Agent = Docker Container: A mental model that simplified everything in my agent infra project

As an AI algorithm researcher and engineer, I recently started building infrastructure for next-gen agents and agentic systems. The water is much deeper than I originally expected. Here's one insight worth sharing: agent export/import.

I initially built on OpenClaw, where the "workspace" felt like a natural unit for agent export/import. But as development progressed, hard questions emerged:

  • How do you let users curate public data from private data before exporting?
  • Given a workspace, how do you import it into a new environment with the agent's functionality intact?
  • What about secrets, API keys, and environment-specific configs?

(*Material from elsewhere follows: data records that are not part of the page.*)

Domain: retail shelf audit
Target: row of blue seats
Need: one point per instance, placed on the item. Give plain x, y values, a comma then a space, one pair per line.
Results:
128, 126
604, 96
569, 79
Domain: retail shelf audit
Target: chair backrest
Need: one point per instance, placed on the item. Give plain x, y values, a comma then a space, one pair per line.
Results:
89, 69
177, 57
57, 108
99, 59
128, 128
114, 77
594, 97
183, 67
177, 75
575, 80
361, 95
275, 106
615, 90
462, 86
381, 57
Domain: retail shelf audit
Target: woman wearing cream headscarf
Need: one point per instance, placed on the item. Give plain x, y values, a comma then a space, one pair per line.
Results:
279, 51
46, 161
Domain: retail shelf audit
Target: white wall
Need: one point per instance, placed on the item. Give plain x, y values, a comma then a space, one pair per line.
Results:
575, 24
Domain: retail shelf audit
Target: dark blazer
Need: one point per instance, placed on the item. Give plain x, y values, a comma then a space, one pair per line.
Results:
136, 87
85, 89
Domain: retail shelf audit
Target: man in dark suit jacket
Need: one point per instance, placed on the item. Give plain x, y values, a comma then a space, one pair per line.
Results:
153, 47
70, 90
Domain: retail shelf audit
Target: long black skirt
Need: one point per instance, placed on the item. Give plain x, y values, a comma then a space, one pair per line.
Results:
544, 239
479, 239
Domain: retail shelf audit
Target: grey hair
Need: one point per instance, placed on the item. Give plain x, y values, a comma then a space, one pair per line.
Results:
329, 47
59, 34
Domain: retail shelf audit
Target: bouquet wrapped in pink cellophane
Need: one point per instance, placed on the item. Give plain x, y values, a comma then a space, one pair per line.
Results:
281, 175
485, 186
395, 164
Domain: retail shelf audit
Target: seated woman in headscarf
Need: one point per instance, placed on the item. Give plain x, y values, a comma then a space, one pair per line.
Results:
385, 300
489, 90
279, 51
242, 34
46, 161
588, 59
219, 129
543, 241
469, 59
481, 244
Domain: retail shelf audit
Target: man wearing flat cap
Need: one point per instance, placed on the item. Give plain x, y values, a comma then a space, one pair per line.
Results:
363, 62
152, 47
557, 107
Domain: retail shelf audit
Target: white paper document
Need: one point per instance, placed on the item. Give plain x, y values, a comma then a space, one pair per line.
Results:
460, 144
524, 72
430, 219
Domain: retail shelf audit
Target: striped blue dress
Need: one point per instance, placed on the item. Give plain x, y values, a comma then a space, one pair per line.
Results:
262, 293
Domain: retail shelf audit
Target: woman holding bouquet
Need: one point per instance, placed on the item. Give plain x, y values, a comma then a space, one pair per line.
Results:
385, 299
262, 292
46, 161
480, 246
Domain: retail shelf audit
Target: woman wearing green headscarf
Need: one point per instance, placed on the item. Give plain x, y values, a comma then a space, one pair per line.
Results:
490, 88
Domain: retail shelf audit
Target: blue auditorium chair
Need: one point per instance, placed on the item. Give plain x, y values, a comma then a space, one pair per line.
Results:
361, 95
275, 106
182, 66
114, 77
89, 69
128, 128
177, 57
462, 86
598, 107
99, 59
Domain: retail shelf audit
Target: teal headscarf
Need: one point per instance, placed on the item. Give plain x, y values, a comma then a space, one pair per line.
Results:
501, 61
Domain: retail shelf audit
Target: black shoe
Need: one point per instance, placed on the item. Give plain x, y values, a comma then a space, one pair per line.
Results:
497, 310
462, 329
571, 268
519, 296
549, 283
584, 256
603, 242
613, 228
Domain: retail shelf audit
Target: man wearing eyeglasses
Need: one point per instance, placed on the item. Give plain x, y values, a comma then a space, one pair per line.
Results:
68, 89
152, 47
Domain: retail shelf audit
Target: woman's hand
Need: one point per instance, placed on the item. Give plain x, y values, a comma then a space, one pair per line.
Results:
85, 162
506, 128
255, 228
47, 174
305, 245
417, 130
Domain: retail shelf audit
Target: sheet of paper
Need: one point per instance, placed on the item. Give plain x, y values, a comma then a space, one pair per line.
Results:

These became significant blockers.

Then a few days ago, my team started building agent architectures parallel to OpenClaw — and it hit me: in the future, everyone will build their own agent runtime. OpenClaw is great, but it's not the only destination. So why couple my infrastructure to one runtime?

I pivoted to building an abstraction layer — infrastructure that's agnostic of the agent runtime.

And that's when a powerful mental model clicked:

Agent = Docker container
Agent export = docker commit + docker push
Agent import = docker pull + docker run
Agent inventory = Docker registry

Simple. No need to reinvent the wheel. Docker already solved packaging, versioning, distribution, and isolation decades ago. An agent is just a container with a personality.

This reframing unlocked everything — marketplace, versioning, rollback, multi-runtime support — all using battle-tested container tooling.

My question to this community: What do you think is the right abstraction model for agents? Is "agent = container" too simplistic, or is that exactly the kind of primitive we need?